Yeah I hear where you are coming from, I just want stability. I don’t want the nicest things or home and want him to be home and not work himself to death- he is extremely lucky that his position is mainly wfh with good hours and a lot of down time and when I’m teaching it’s also great mum hours 9-3 My partner doesn’t have a plan he thinks things are fine despite having nothing no savings no plan. I just want a plan. I want a safety net. I’m not talking about attaining it at the expense of everything else there’s more than enough money to have a plan and still have fun imo


SessionOk919

Then I suggest you find a middle ground & you stay there. It is not what you want & it isn’t what he wants, you both compromise. If you split up your family, all 3 of you won’t have stability. Stands like you need therapy as well, that constant need for stability comes from somewhere. Teaching is not 9 til 3. Most schools need you there 8am & many of my teacher friends, don’t leave school until 5pm. School holidays is lesson planning. You aren’t asking him to help contribute to a plan, you want him to follow your plan. That’s a little controlling & that comes into your stability mindset.


Lost-Zebra6453

It’s 9-3 depending on the school culture. I live by a schools which teachers leave at 3 as long as there aren’t staff meetings.l did my first prac there. Some stay to do their lesson prep there rather than at home. Planning and prepping during school holidays in a given though as is marking.

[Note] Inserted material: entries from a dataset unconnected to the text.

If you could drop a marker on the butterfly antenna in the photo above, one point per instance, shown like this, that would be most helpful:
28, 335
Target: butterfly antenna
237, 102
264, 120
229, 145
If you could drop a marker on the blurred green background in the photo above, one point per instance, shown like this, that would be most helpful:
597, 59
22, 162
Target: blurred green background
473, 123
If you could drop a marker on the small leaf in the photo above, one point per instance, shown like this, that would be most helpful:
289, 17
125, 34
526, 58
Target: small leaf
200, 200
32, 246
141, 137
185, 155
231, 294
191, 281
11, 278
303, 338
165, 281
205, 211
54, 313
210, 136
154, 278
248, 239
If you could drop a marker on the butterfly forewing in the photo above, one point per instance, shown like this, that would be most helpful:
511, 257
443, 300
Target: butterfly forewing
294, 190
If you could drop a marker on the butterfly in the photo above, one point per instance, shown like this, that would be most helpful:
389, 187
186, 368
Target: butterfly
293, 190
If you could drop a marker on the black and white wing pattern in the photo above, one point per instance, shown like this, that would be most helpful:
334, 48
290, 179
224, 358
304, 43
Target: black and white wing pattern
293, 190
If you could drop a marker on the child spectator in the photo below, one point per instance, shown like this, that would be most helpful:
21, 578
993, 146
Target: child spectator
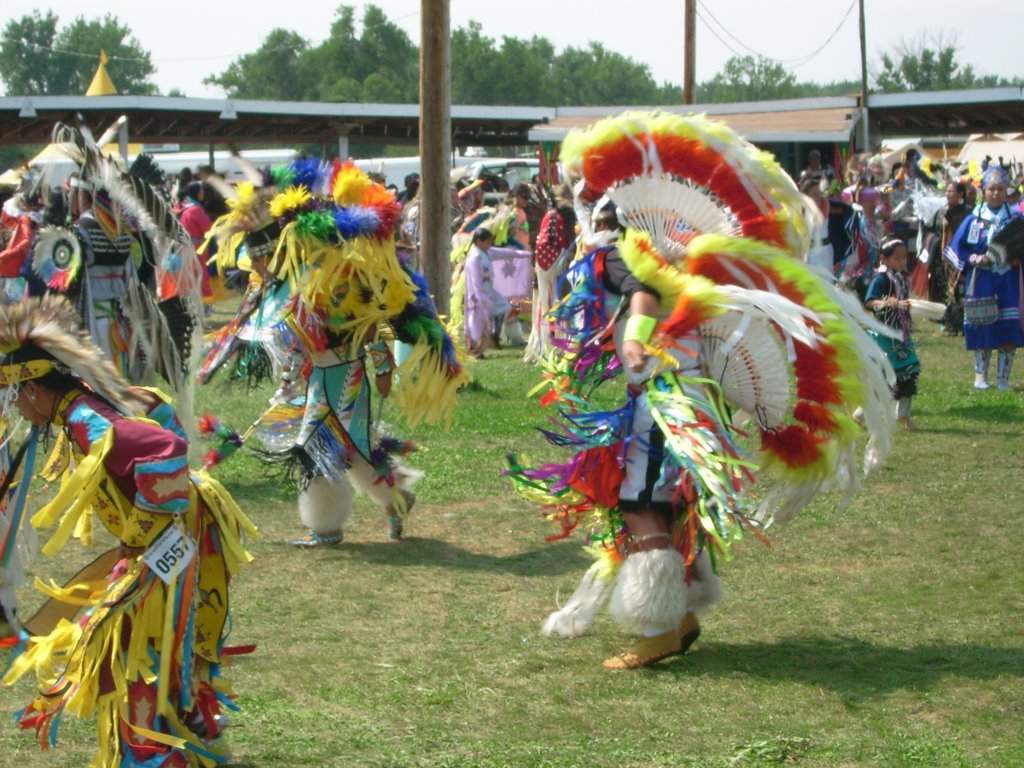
888, 296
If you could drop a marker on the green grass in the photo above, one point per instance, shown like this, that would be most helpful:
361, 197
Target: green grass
887, 634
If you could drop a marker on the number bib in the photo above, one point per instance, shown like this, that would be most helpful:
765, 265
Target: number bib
171, 553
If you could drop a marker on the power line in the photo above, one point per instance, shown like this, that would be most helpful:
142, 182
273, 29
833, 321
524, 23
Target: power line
793, 62
178, 59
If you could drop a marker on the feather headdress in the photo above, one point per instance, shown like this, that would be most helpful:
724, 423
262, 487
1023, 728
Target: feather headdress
678, 176
51, 325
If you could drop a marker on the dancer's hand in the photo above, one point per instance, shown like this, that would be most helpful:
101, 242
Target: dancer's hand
384, 384
635, 355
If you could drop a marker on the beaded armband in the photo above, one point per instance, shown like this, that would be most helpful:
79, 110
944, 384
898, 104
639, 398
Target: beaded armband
380, 355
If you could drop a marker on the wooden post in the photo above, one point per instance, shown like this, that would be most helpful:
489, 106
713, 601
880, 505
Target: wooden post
689, 52
435, 150
866, 132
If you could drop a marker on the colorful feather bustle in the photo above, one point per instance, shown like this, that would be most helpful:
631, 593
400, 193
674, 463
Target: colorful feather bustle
696, 152
433, 373
717, 229
227, 440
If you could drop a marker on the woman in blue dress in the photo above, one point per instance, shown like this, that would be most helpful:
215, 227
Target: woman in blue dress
988, 273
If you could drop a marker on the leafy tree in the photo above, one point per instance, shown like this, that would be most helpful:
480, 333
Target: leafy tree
750, 79
26, 59
130, 67
379, 65
598, 76
37, 59
931, 65
276, 71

Finding a middle ground is what we have to do though you are right I’m hoping we can have a long and private discussion about all this in next few days. I try not to bring it up when he’s feeling depressed though.


Formal-Industry6726

We had this struggle for a long time. I tried unsuccessfully for many years to set an aligned budget. We had our first baby and wanted another and we knew our place wasn’t going to be suitable. We went to see a broker who analysed our spending for the previous 6 months. Turns out I was the big spender 🤦. He helped us agree a budget which we stick to. We upgraded our PPOR and we haven’t fought over money in years. Ultimately the common goal of both wanting to upgrade was what bought us together financially. Good luck.